The accuracy of power contribution is the ratio of the actual regulated power provided (area under the curve) to the theoretically required regulated power provided during the command’s duration. Higher accuracy results in a higher score.
K3 is a comprehensive score, requiring your output curve to be not only fast and accurate but also stable, perfectly matching the command like a smooth straight line.
Station A stabilizes at 10.00MW from 0.1 seconds onwards, with a perfect straight line and no reverse fluctuations, indicating 100% accurate power contribution. K3 ≈ 1.0.
Station B may experience two situations leading to point deductions: a slight overshoot or oscillation during the rise from 0MW to 9.8MW (e.g., initially reaching 10.2MW and then falling back to 9.8MW); or failure to maintain stability after stabilization, with slight fluctuations around 9.8MW. These will be considered poor regulation quality. Assume K3 = 0.95.
The final K-value calculation and result comparison are as follows: Station A’s comprehensive K-value K_A = K1 × K2 × K3 × proportional coefficient = 1.0 × 1.0 × 1.0 × 5 = 5.0. In the market, the product result is usually magnified (e.g., multiplied by 5) to make the K-value range between 0 and 5. Station A achieved a theoretically perfect score or near-perfect score.
Station B’s comprehensive K-value K_B = 1.0 × 0.98 × 0.95 × 5 = 4.655. Even though Station B’s response is 0.5 seconds faster, its K-value is significantly lower than the perfect Station A simply because of a 0.2MW difference in accuracy and minor fluctuations in the adjustment process. The K-value is not simply about “fast” or “accurate,” but a 360-degree quantitative assessment of adjustment quality without any blind spots.
For energy storage power station projects, optimizing the BMS balancing strategy, PCS control algorithm, and EMS command parsing aims to make each response infinitely close to the perfect curve of “instantaneous, accurate, and smooth”, so as to obtain the highest “performance bonus” with the highest K value in the fierce market competition.
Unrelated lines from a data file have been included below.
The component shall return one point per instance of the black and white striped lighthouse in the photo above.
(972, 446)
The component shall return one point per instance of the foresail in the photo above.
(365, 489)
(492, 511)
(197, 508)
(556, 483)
In fact, the profitability of independent energy storage power stations extends beyond frequency regulation and capacity compensation; it has evolved into a diversified “revenue mix.”
The core profit models primarily include: Participating in the electricity spot market to profit from peak-valley price differences through “buying low and selling high”—this is the most promising fundamental source of income;
Providing various power ancillary services such as ramping and reactive power support;
Leasing energy storage capacity to renewable energy power stations to meet their allocation and storage requirements, thereby obtaining stable rental income;
Responding to grid demand-side management by discharging during peak electricity demand and receiving compensation.